Caption: (Left) Graphical Representation; (Right) Histograms of Directed Connection Weights Between Different Regions and Histograms of Weight Against Wiring Distance. Figure courtesy of Professor Xiao-Jing Wang.

In constructing large-scale cortical models, mathematical modeling of each region is required. Different regions may necessitate distinct mathematical models. Therefore, the process begins by formulating scientific questions and establishing corresponding models based on these inquiries.

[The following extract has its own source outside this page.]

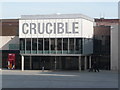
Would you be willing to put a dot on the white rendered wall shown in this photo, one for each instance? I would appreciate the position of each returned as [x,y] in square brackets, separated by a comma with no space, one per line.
[6,40]
[85,28]
[114,47]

In neuroscience, the cortex column is a recognized principle, referring to a columnar structure composed of vertically aligned neurons with similar functional and structural characteristics. This represents a local circuit unit that is repeated many times, consistent across rodents, monkeys, and humans. However, even within the same local circuit, quantitative differences exist that lead to qualitative changes, namely, differences in function and capabilities. Thus, it’s essential to consider these quantitative variations in model construction.

Professor Wang’s research has demonstrated the impact of quantitative differences in large-scale systems. By analyzing dendritic spine numbers as a function of layer position, a systematic increase in the number of spines per cell is observed. This microscopic gradient reveals the relationship between the excitation intensity of neurons in different areas. In a recent paper published in Nature Neuroscience, Professor Wang studied the expression gradients of neurotransmitter receptors in the macaque cortex, such as dopamine and serotonin receptors. He discovered a cortical hierarchy in which receptors in higher-level cortical areas have higher density, larger dendrites, and fewer myelin sheaths. This is another example of using mathematical models to quantify changes in biological characteristics.

Caption: A Method for Measuring Neuronal Synaptic Inputs Along the Hierarchical Levels of Basal Dendritic Spines of Pyramidal Cells. Figure courtesy of Professor Xiao-Jing Wang.

Beyond the quantitative hierarchy, a hierarchy in time constants also exists. The temporal scales of activity in different regions vary, with some regions having shorter time constants and others longer. For instance, the visual network operates very rapidly. When watching a movie, the sensory input is constantly changing, necessitating a very short time constant for swift reactions. Conversely, in decision-making, neuronal activity incrementally increases, implying the need for a much longer time constant. This has significant implications for cognitive processes such as working memory and decision-making.

Professor Wang also notes that analyzing isolated regions reveals that connections between regions are not only local but also long-distance, forming a bifurcation space. Constructing large-scale cortical models involves both adding linear gradients and analyzing time constants. The hierarchical structure and time constants aid in understanding the impact on large-scale dynamics and function.

Finally, Professor Wang emphasizes that neural circuits are not all alike. Cognitive circuits like those in the PFC, capable of handling both working memory and decision-making simultaneously, present the most thought-provoking issues from an AI perspective.

 

In Conclusion

Neuroscience, being a complex and fascinating field, is enriched by numerous examples from computational neuroscience in this keynote address. It delves deep into the essence, uncovering patterns and trends hidden in the data and progressively revealing the workings of neural networks. Professor Wang, with his elegant physics and rigorous mathematics, narrates the process of conducting detailed biological research. The content, both profound and accessible, provokes deep reflection.